Android aficionados will also be pleased to note the presence of a microSDXC card slot, allowing the storage to be expanded by a further 64GB. And we were buoyed by a battery with a huge capacity of 2,100mAh, which bodes well for the S III’s stamina.


Alas, despite all the big words from the Samsung executives, the Galaxy S III’s design fails to excite. There’s nothing like the HTC One X’s polycarbonate body, nor its turned glass edges; instead, the glossy “glazed” finish, available in “Pebble Blue”  blue and “Marble White” feels hollow and plasticky.


It’s slim at 8.6mm from front to back, and light at 133g; the bezel is very narrow and the rounded edges and rear make a pleasant change from the square fare we’ve become used to from the Galaxy range, but physically it isn’t the star we were hoping for.


And there isn’t a huge jump in camera resolution either. What Samsung has done with the S III, however, is beef it up in a similar way to the HTC One X. The camera may ‘only’ shoot 8-megapixel images, but it comes laden with features that should make taking snaps that bit easier.

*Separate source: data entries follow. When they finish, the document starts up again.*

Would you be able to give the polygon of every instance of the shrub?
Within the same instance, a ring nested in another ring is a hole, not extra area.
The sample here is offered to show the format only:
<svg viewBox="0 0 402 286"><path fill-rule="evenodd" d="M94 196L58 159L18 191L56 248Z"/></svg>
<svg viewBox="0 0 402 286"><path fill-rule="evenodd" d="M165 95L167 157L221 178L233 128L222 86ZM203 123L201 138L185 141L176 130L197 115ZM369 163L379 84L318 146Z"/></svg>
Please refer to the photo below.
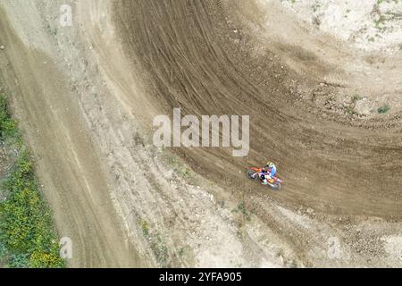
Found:
<svg viewBox="0 0 402 286"><path fill-rule="evenodd" d="M0 97L0 136L20 138L15 122ZM6 199L0 202L0 258L9 267L63 267L52 214L43 200L29 153L20 146L18 160L2 185Z"/></svg>
<svg viewBox="0 0 402 286"><path fill-rule="evenodd" d="M389 105L385 105L384 106L381 106L381 107L378 108L377 112L380 114L383 114L388 113L389 111L389 109L390 109L390 106Z"/></svg>

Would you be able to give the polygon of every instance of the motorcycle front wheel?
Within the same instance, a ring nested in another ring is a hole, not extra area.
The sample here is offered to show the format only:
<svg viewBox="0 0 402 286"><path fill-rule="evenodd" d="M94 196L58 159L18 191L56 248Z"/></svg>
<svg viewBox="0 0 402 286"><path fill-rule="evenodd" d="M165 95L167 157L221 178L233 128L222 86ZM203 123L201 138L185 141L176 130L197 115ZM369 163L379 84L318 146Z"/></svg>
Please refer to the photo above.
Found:
<svg viewBox="0 0 402 286"><path fill-rule="evenodd" d="M274 182L273 184L271 184L271 183L269 183L268 184L269 186L270 186L270 188L272 189L272 190L280 190L281 189L281 183L280 182Z"/></svg>

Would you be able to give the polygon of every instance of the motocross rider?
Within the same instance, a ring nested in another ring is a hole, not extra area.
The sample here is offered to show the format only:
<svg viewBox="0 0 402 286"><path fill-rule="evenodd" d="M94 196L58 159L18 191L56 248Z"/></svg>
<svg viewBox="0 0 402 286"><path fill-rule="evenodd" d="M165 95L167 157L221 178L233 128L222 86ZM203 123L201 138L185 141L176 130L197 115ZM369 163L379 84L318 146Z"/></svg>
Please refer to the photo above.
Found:
<svg viewBox="0 0 402 286"><path fill-rule="evenodd" d="M267 185L268 181L272 179L276 173L276 166L273 162L268 162L263 171L260 172L260 179L263 185Z"/></svg>

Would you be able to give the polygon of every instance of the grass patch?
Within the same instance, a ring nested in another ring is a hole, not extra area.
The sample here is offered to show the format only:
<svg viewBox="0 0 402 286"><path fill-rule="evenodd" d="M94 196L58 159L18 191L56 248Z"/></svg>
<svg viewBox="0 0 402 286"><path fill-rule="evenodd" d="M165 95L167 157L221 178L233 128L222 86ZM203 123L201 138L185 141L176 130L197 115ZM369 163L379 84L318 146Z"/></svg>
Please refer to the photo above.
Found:
<svg viewBox="0 0 402 286"><path fill-rule="evenodd" d="M385 105L383 106L379 107L377 109L377 112L380 114L384 114L388 113L389 111L389 109L390 109L390 106L389 105Z"/></svg>
<svg viewBox="0 0 402 286"><path fill-rule="evenodd" d="M149 243L149 247L154 253L156 262L163 268L168 267L169 251L160 234L157 231L152 231L149 228L148 223L143 219L139 219L139 224L141 226L142 234Z"/></svg>
<svg viewBox="0 0 402 286"><path fill-rule="evenodd" d="M246 221L251 221L251 214L246 208L246 203L243 201L233 210L234 213L240 213Z"/></svg>
<svg viewBox="0 0 402 286"><path fill-rule="evenodd" d="M0 202L1 262L7 267L64 267L52 213L42 198L31 156L4 96L0 96L0 139L7 146L18 147L17 161L1 188L6 198Z"/></svg>

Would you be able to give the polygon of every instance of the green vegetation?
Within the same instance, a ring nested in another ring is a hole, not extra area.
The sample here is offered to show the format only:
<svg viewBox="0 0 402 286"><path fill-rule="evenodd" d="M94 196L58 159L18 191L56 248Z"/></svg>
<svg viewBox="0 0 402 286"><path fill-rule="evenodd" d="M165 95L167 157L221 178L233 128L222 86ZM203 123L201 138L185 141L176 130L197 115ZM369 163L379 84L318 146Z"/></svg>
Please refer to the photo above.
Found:
<svg viewBox="0 0 402 286"><path fill-rule="evenodd" d="M6 198L0 201L0 263L7 267L64 267L52 214L4 96L0 96L0 139L17 154L1 188Z"/></svg>
<svg viewBox="0 0 402 286"><path fill-rule="evenodd" d="M377 109L377 112L378 112L380 114L383 114L388 113L388 112L389 111L389 109L390 109L390 106L389 106L389 105L383 105L383 106L378 108L378 109Z"/></svg>
<svg viewBox="0 0 402 286"><path fill-rule="evenodd" d="M246 203L244 201L239 204L238 207L236 207L233 212L240 213L243 214L243 217L246 221L251 221L251 214L246 208Z"/></svg>
<svg viewBox="0 0 402 286"><path fill-rule="evenodd" d="M154 253L157 263L162 267L168 267L169 251L160 234L157 231L151 231L147 221L139 219L138 223L142 229L142 234L149 243L149 247Z"/></svg>
<svg viewBox="0 0 402 286"><path fill-rule="evenodd" d="M357 101L362 100L363 97L360 95L354 95L352 97L352 103L350 104L350 105L344 105L343 109L344 111L350 115L355 115L357 114L357 112L356 111L356 104Z"/></svg>

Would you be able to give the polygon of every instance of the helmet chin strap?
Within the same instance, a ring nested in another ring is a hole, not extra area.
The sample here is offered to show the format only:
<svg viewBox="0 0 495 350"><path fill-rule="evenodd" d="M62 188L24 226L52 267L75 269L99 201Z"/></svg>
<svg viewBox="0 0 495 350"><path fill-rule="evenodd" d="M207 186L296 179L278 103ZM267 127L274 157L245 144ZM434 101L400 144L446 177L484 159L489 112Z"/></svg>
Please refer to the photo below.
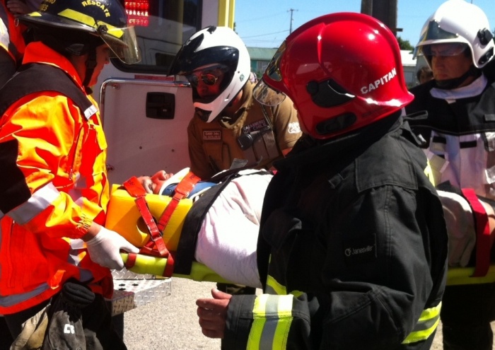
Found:
<svg viewBox="0 0 495 350"><path fill-rule="evenodd" d="M436 80L435 83L438 88L443 90L452 90L458 88L460 84L464 83L470 76L477 78L482 74L481 69L478 69L474 66L471 67L462 76L453 79Z"/></svg>
<svg viewBox="0 0 495 350"><path fill-rule="evenodd" d="M96 47L91 45L89 51L88 52L88 59L86 62L86 72L84 76L84 81L83 81L83 86L86 90L87 93L91 93L93 91L89 87L89 83L93 77L93 74L95 71L95 68L96 67Z"/></svg>

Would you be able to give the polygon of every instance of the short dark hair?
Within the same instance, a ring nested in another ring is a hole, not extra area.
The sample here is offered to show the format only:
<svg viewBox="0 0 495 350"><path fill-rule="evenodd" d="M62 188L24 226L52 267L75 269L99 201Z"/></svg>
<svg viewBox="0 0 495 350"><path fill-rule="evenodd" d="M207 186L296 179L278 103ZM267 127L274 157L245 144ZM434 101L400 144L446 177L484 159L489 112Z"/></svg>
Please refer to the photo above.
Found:
<svg viewBox="0 0 495 350"><path fill-rule="evenodd" d="M416 72L416 78L419 81L419 78L421 78L421 73L424 73L426 74L429 75L431 78L433 78L433 71L431 71L431 69L428 66L421 66L418 71Z"/></svg>

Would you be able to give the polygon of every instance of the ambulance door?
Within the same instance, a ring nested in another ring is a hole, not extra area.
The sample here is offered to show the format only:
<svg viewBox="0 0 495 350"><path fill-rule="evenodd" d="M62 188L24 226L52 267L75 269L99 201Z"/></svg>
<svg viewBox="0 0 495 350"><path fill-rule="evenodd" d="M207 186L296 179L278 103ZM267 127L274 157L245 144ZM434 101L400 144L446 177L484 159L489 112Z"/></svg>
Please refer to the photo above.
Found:
<svg viewBox="0 0 495 350"><path fill-rule="evenodd" d="M189 166L187 127L194 108L188 86L120 78L105 81L100 91L111 183Z"/></svg>
<svg viewBox="0 0 495 350"><path fill-rule="evenodd" d="M111 59L93 87L107 136L111 183L189 166L191 88L173 82L167 74L184 42L205 24L216 24L205 23L211 12L204 13L204 2L211 0L124 1L141 62L129 65Z"/></svg>

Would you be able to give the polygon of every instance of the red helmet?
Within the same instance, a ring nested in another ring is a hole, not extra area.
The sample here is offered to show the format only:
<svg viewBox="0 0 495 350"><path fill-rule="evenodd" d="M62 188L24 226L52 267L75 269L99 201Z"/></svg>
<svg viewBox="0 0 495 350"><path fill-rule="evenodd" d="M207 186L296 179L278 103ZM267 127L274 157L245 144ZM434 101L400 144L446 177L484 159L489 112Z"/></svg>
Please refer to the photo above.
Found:
<svg viewBox="0 0 495 350"><path fill-rule="evenodd" d="M322 16L292 33L255 91L262 103L279 102L267 87L293 101L304 132L316 139L371 124L413 99L397 39L377 19L357 13Z"/></svg>

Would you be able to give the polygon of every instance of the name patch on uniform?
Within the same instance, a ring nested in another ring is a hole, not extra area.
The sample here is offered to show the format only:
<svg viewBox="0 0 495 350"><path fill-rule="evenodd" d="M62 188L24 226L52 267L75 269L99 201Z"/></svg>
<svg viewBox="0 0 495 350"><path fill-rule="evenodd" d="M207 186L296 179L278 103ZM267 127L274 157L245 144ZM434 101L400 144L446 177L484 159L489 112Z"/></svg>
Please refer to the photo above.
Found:
<svg viewBox="0 0 495 350"><path fill-rule="evenodd" d="M245 125L243 127L243 134L251 134L253 132L257 132L263 128L268 127L268 123L264 119L251 123L248 125Z"/></svg>
<svg viewBox="0 0 495 350"><path fill-rule="evenodd" d="M203 130L203 141L220 141L221 139L221 130Z"/></svg>

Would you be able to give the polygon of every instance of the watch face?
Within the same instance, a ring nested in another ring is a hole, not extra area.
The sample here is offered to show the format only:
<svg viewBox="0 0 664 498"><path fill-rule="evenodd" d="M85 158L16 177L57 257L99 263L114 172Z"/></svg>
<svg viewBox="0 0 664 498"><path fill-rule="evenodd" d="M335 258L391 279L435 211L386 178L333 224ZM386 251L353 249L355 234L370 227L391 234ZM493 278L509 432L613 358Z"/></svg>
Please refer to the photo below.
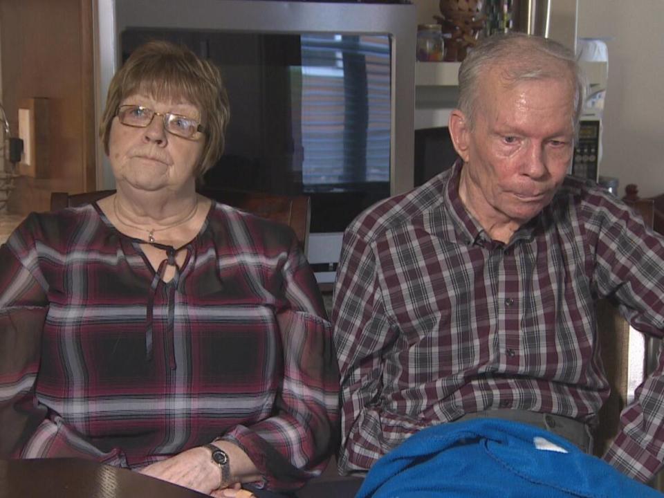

It will take 20 shots in single burst, for instance, at a rate of 3.3 frames per second. Full resolution stills can be captured while you’re shooting 1080p video and, once you’ve fired of a series of shots, there’s also a best shot select feature, which attempts to pick out the choicest images. It felt extremely responsive in our time with it, although we wouldn’t like to pass judgement on quality just yet.

There’s also a 1.9-megapixel front-facing camera, which is capable of recording 720p video.

The “human” smartphone

Samsung’s big play with its new smartphone isn’t the hardware, but its host of smart, “human” features. According to Samsung, this is a phone that “understands you”, that sees and listens to you.

The headline here is its eye motion sensing technology. Dubbed SmartStay, this monitors the user’s eye movements with the 1.9-megapixel front-facing camera and keeps the screen from dimming or switching off as long as your eyes are on the screen.

It was impossible to test this in any depth at the  launch event, however in our short play with the S III the screen did indeed seem to timeout while the screen was facing away from us and remain on when we were face to face with it.


Then there’s S Voice, which introduces advanced voice recognition — an uncanny echo of the iPhone 4S’ Siri feature. Saying “hi Galaxy” wakes the S III up, for example, and you can ask it to tell you the weather and launch the camera app. It’s  a feature we suspect Apple’s lawyers are going to be examining very closely indeed.

Direct Call extends the Galaxy S III’s smart feature set to its phone capabilities. While texting you can lift the phone to your ear and it will call the person you’re texting automatically. Smart Alerts buzz the phone as you pick it up to indicate the number of missed calls and texts. Social Tag, meanwhile, recognises the faces of your friends in photos allowing you to directly access their Facebook wall from the photo gallery or send a text.

One party trick also worth noting is Pop-up Play, which allows you to keep video playing in a small window, and nip off to do something else — check something on the web, send a text message or update your Twitter feed.


As with many top-end smartphones these days, the S III has a host of features aimed at hooking up with your home entertainment system. AllShare Cast allows video content to be streamed wirelessly to an HD TV with the help of a small box that can be attached to said TV.


The screen of the phone can be mirrored in similar fashion, and there’s also DLNA support which allows for more traditional, home network-based streaming via DLNA, allowing videos and music to be played from other DLNA-enabled  components around the home.


In all, despite all the smart features, beefed up camera, CPU, user interface and screen, the Samsung Galaxy S III has yet to set our pulses racing. Perhaps it’s the plasticky build quality. Perhaps it’s the fact that in no area does this handset stretch out a significant lead on the HTC One X.

But that could all change, of course, once we get our hands on a review sample and spend some quality time with it. The S III will be launched across Europe on 29 May; keep an eye out for our full review closer to the time.